Scientists have found that, two billion years ago, 99.5 percent of life vanished from Earth due to rapid and mass depletion of oxygen in oceans.
The mass extinction during the Great Oxidation Event delineated a shift from “feast” to “famine” conditions on our planet for about another billion years, researchers from Florida State University said in their study published in the journal Geology.
The mass die-off referred to as the Lau/Kozlowskii extinction was triggered by the rapid and widespread depletion of oxygen in the global oceans, they said.
The study “resolves a longstanding paleoclimate mystery, and raises urgent concerns about the ruinous fate that could befall our modern oceans if well-established trends of deoxygenation persist and accelerate,” according to Science Daily.
That is because, unlike other famous mass extinctions, there was no “known, spectacularly destructive event responsible for the Lau/Kozlowskii extinction.”
"This makes it one of the few extinction events that is comparable to the large-scale declines in biodiversity currently happening today, and a valuable window into future climate scenarios," said study co-author Seth Young, an assistant professor in the Department of Earth, Ocean and Atmospheric Science.
The scientists examined rocks from Hudson Bay, Canada, that would have formed billions of years ago, in search of barite, a mineral that holds key to understanding how much oxygen was in the atmosphere at a given time.
“From these rocks, the team was able to show that there was a massive drop in the level of life on Earth 2.05 billion years ago,” Newsweek reported.
"We were very surprised," study author Peter Crockford, from Israel's Weizmann Institute of Science and Princeton University, told the publication. "We didn't expect to see such a large signal, nor did we expect to find it in this specific type of sample.
"Over the 100 to 200 million years before this die-off event there was a large amount of life on the planet, but after this event a huge portion died off.

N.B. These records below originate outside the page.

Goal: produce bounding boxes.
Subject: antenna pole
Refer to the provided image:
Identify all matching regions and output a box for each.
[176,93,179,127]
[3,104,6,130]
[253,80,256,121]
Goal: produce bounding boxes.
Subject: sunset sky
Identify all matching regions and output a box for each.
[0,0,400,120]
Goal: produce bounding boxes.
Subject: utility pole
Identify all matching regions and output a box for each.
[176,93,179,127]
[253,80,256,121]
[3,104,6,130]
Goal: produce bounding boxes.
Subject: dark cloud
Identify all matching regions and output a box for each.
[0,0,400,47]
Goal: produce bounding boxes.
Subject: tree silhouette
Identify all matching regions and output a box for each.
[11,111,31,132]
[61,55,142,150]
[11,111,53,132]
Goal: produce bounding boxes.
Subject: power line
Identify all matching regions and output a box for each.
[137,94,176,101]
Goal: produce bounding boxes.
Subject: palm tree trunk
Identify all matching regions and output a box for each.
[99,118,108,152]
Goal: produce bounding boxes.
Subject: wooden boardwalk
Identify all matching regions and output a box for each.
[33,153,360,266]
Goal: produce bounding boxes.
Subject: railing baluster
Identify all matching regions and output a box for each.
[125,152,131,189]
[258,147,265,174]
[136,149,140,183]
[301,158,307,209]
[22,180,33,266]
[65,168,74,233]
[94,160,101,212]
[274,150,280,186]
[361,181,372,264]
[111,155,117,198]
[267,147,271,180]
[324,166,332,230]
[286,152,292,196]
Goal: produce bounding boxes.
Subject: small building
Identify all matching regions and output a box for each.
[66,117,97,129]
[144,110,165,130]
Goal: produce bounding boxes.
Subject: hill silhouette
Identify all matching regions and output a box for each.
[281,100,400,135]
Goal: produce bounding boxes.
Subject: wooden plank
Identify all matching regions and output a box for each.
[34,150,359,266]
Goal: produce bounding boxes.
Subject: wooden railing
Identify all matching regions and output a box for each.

However, instead of recovering like more recent mass extinctions, the amount of life on the planet or size of the biosphere stayed small for the following billion years of Earth's history—about two billion to one billion years ago."
He continued: "From our estimates it could be anywhere between about 99.5 percent to 80 percent of life on the planet died off around two billion years ago."
That’s far worse than the mass extinction of dinosaurs which saw about three-quarters of life on Earth disappear or the Great Dying event that resulted in the loss of around 70 percent of terrestrial life and 96 percent of ocean dwellers.
Study co-author Jeremy Owens, an assistant professor in the Department of Earth, Ocean and Atmospheric Science, said that the discovery could provide important lessons.
"This work provides another line of evidence that initial deoxygenation in ancient oceans coincides with the start of extinction events," he said. "This is important as our observations of the modern ocean suggest there is significant widespread deoxygenation which may cause greater stresses on organisms that require oxygen, and may be the initial steps towards another marine mass extinction."